Moreover, many of these components are sourced from unverified or unaudited suppliers, particularly in rapidly growing sectors such as solar energy, where cost competition pressures vendors to source the most affordable components available.

This fact is a major problem in areas like power grids, healthcare devices, telecommunications, and defense systems. Embedded backdoors or passive components capable of transmitting or receiving unauthorized signals can evade detection for years, only to be activated in times of conflict or geopolitical tension. These components can serve as the backbone for espionage, botnets, or even long-ranging advanced persistent threats.

 

Regulatory Frameworks and Physical Security

A hard drive with an investigator's spyglass in front of it.

Several existing security and compliance frameworks require consideration of supply chain risks, including those related to physical hardware. 

Some of these include

  • NIST SP 800-161: Focuses on supply chain risk management (SCRM) for federal systems and recommends assessing both logical and physical component integrity.
  • ISO/IEC 27036-3: Provides guidelines on information security for supplier relationships, including requirements for tamper resistance and secure hardware design.
  • Cybersecurity Maturity Model Certification: Required for contractors with the U.S. Department of Defense, CMMC addresses supply chain security across its levels, including physical component vetting.
  • FedRAMP and GovRAMP: These cloud compliance frameworks extend requirements for infrastructure control, which includes assurance of underlying hardware security in cloud-hosting environments.
  • GDPR: While not directly targeting hardware, these laws require data controllers to ensure the security of systems storing and processing personal data, including those vulnerable to hardware-based breaches.

 

Mitigation Strategies for Decision-Makers

To secure their supply chains, especially when deploying critical infrastructure, organizations should implement a multi-tiered mitigation strategies that blend attention to internal hardware configurations and their supply chain.
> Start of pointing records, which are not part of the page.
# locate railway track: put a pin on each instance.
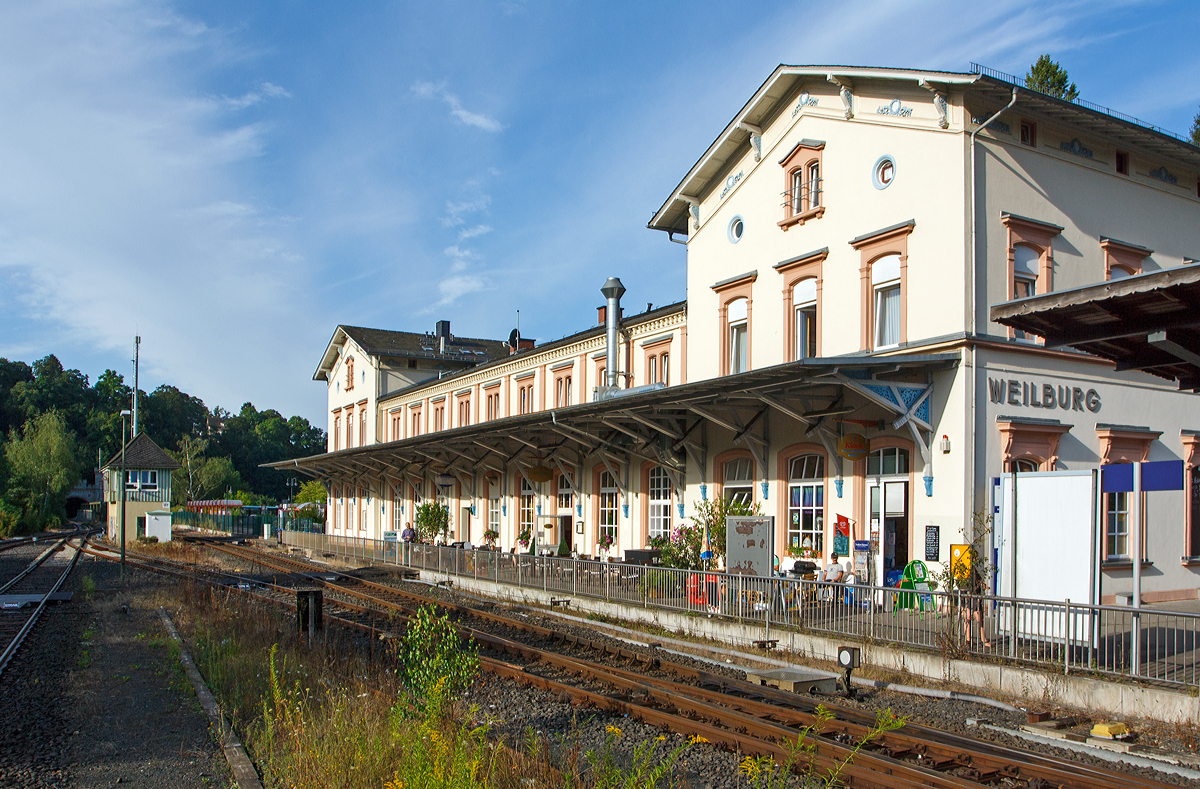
(28, 592)
(725, 711)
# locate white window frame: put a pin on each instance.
(610, 507)
(736, 487)
(805, 519)
(659, 494)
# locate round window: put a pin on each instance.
(737, 227)
(885, 172)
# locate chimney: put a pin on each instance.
(612, 291)
(443, 333)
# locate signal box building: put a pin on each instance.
(147, 488)
(835, 362)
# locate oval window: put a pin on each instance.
(737, 227)
(885, 172)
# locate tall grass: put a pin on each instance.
(328, 716)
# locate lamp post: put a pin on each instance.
(124, 414)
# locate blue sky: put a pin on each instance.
(232, 180)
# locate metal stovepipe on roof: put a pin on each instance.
(612, 291)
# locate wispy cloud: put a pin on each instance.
(455, 211)
(429, 90)
(455, 288)
(265, 90)
(472, 233)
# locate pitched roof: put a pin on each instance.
(594, 331)
(142, 453)
(382, 342)
(408, 344)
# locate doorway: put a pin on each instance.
(888, 494)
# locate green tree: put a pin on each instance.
(185, 481)
(11, 414)
(168, 415)
(312, 492)
(219, 477)
(432, 519)
(1050, 78)
(55, 389)
(42, 465)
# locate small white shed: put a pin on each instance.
(159, 524)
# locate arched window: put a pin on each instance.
(660, 503)
(815, 185)
(804, 302)
(805, 504)
(565, 494)
(739, 481)
(527, 494)
(738, 336)
(1026, 262)
(886, 284)
(610, 497)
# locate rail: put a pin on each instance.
(1061, 636)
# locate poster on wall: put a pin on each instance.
(841, 536)
(933, 543)
(749, 544)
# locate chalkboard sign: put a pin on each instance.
(933, 543)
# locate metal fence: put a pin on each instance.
(1054, 634)
(247, 524)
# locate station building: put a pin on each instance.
(834, 362)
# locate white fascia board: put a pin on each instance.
(822, 72)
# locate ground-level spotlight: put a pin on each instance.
(849, 660)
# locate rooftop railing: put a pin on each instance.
(1020, 82)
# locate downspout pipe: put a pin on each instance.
(612, 291)
(975, 315)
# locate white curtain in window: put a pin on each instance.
(1025, 262)
(887, 315)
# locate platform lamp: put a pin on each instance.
(849, 658)
(124, 414)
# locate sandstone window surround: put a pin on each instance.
(1037, 236)
(1192, 464)
(657, 354)
(1030, 439)
(1122, 259)
(802, 303)
(737, 332)
(803, 184)
(873, 247)
(1125, 443)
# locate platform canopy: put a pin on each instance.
(1149, 321)
(666, 425)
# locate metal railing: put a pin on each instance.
(235, 525)
(1061, 636)
(1012, 79)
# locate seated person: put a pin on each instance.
(833, 573)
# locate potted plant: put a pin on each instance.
(605, 542)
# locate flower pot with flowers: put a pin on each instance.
(605, 542)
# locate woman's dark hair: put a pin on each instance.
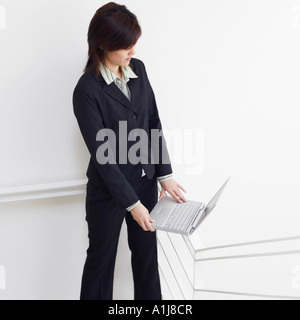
(112, 28)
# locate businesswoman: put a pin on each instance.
(113, 91)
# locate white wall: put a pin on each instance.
(228, 71)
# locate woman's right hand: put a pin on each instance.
(141, 215)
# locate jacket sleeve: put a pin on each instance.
(162, 160)
(90, 121)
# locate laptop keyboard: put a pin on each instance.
(182, 215)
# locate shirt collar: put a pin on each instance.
(110, 77)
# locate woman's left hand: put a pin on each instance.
(172, 187)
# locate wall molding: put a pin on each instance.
(43, 191)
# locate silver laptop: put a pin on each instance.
(183, 218)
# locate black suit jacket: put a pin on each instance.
(98, 106)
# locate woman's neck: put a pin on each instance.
(117, 70)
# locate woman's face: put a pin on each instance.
(120, 57)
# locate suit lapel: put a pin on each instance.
(113, 91)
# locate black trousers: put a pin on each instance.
(104, 220)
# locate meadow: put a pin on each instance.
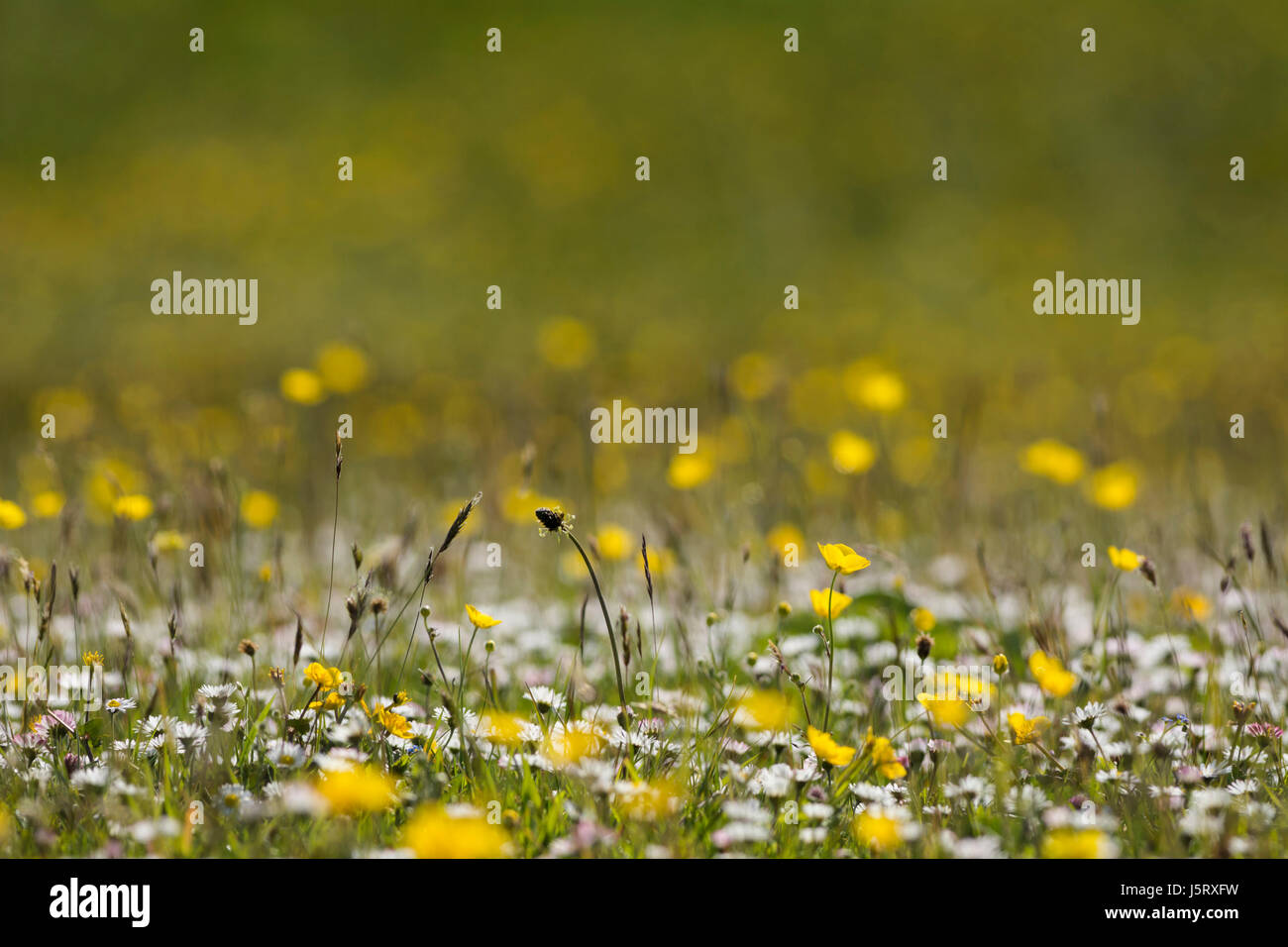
(502, 676)
(361, 560)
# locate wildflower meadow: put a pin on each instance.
(682, 432)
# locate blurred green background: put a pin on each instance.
(768, 169)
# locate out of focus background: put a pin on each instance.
(768, 169)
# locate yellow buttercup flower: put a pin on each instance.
(947, 711)
(884, 757)
(391, 722)
(333, 701)
(1115, 487)
(648, 801)
(481, 620)
(301, 385)
(690, 471)
(1054, 460)
(1125, 560)
(1050, 674)
(343, 368)
(1026, 729)
(566, 343)
(48, 504)
(840, 558)
(133, 506)
(575, 741)
(352, 791)
(436, 831)
(1077, 843)
(819, 599)
(12, 515)
(258, 509)
(326, 678)
(1192, 604)
(877, 830)
(763, 710)
(785, 535)
(850, 453)
(167, 541)
(874, 388)
(827, 749)
(502, 728)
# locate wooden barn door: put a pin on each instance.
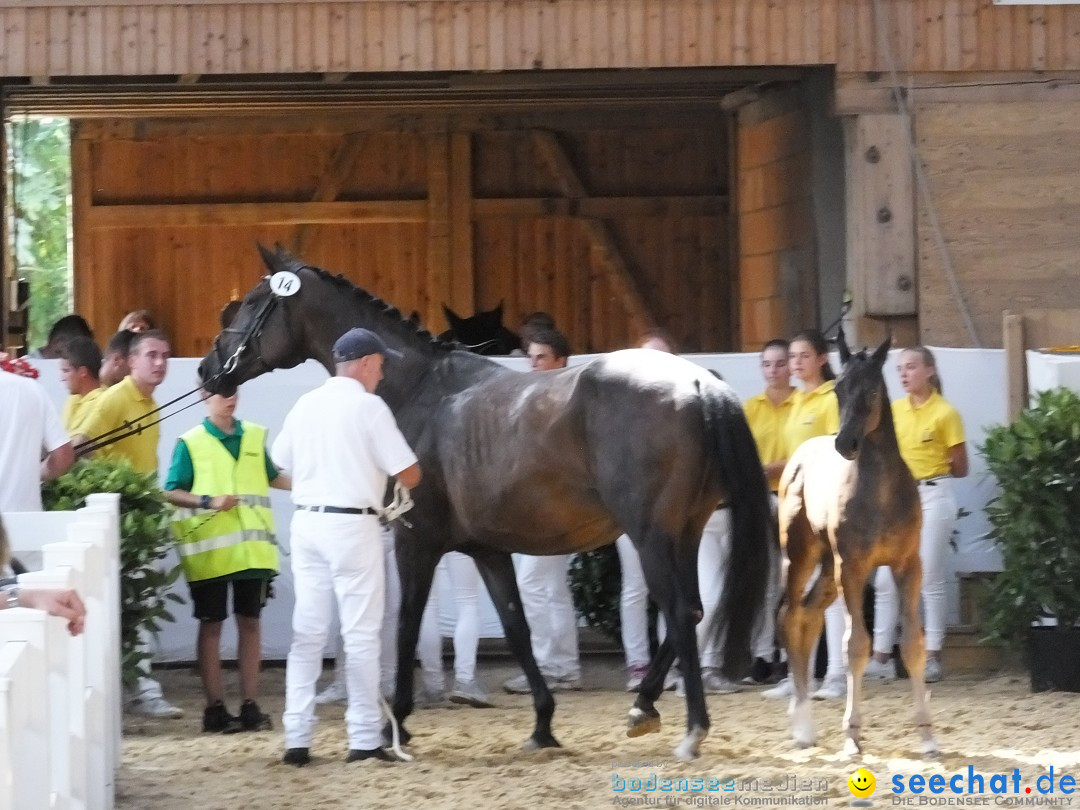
(777, 248)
The latter cannot be over-emphasized: most of our technology is (quite literally) connected to a supply chain of cloud software and global hardware markets. 

Some strategies you might consider to understand hardware threats and compliance obligations include: 

  • Component Verification and Traceability: Organizations must demand full Bills of Materials from suppliers and establish component traceability. This includes cryptographic verification of firmware and physical inspection of printed circuit boards.
  • Third-Party Audits and Certifications: It’s vital to work only with vendors that undergo independent security audits. Certification schemes such as Common Criteria or FIPS 140-2 can add a layer of assurance regarding hardware security.
  • Secure Configuration Management: Implementing robust SCM protocols ensures that hardware and its configurations meet strict security baselines and remain free from unauthorized modifications throughout their lifecycle.
  • Zero Trust Supply Chain Architecture: Applying zero-trust principles to supply chains means verifying every component and actor, never assuming trust based solely on past performance or reputation.
  • Automated Supply Chain Risk Management Tools: Platforms like Continuum GRC can automate the mapping of supply chain controls to multiple frameworks, making it easier to enforce hardware-related security practices across global operations.
  • Incident Response Preparedness: Organizations must have predefined protocols to isolate, inspect, and replace hardware components upon discovery of anomalies, just as they would when responding to a software-based breach.

 

Are Your Hardware Security Measures Up to Snuff?

With threats now arriving pre-installed in circuit boards and transformers, the future of cybersecurity depends not just on firewalls and encryption, but on microscope inspections, material provenance, and trust redefined through verification.